Aiming to commercialise naturally-grown coloured cotton, a team of scientists is developing different shades of cotton through conventional methods suiting requirements of textile mills. As part of the All India Coordinated Research Project on Cotton, a team of four researchers at the BM College of Agriculture, Khandwa have developed four shades of brown cotton grown through the conventional method by mixing different wild varieties of cotton collected from across the country. They are now working on making it commercially viable by means of increased yield, strength and better size.

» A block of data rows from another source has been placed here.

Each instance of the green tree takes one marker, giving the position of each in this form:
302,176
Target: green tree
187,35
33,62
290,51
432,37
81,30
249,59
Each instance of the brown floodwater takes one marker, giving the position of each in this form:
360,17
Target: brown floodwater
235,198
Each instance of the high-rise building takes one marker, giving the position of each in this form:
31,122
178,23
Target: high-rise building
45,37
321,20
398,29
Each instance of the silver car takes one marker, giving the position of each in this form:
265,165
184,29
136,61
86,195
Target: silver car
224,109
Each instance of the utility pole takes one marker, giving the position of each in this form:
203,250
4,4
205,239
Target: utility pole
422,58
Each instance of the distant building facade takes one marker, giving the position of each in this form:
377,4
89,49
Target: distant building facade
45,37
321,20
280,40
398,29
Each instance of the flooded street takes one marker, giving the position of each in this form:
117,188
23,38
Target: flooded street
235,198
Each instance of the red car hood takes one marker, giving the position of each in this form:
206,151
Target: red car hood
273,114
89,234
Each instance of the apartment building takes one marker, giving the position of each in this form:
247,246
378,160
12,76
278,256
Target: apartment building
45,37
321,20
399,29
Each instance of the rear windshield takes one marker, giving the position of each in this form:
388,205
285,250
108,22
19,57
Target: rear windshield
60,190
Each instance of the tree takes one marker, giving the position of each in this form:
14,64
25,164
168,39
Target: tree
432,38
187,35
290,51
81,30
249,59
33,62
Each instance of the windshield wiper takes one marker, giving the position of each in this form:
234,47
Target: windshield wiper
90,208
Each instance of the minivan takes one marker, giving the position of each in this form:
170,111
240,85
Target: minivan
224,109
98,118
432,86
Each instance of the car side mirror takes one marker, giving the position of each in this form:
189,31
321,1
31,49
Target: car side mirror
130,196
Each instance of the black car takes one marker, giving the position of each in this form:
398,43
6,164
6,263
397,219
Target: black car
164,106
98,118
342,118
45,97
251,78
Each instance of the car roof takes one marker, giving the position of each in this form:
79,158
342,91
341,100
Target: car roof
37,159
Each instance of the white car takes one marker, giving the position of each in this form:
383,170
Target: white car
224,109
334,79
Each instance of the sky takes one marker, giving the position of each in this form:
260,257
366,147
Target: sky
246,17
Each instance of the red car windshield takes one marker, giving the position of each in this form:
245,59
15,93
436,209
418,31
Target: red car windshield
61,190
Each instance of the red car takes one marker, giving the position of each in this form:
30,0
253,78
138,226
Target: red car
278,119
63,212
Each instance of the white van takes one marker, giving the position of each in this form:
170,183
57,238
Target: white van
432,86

Dr Devendra Kumar Shrivastava, plant breeder of the project said, “Traditionally we have seen and used white cotton but there are coloured varieties that are not cultivated by farmers because coloured varieties yields are less and they have poor fibre strength and length. But now we are working on enhancing the characteristics of coloured variety so that they can be commercially used.”

The college had developed a variety of dark brown cotton known as JCC1 around five years ago but the variety is not in use due to poor yields and short fibre length making it unacceptable by textile mills. Researchers said fibre length of coloured cotton is around 26 mm while textile mills demand at least 28-30mm. Poor yields and chances of contamination with white cotton makes it unviable for farmers.

Researchers in the project, entomologist Dr SK Parsai, agronomist Dr JP Mehta, under the guidance of BM College of Agriculture dean Dr UPS Bhadauriya are now working towards developing a strong variety of coloured cotton that can be accepted by textile mills. According to researchers, the latest coloured variety of cotton developed by the college has yielded 8 to 14 quintals /hectares while fibre length has grown to 28-32 mm.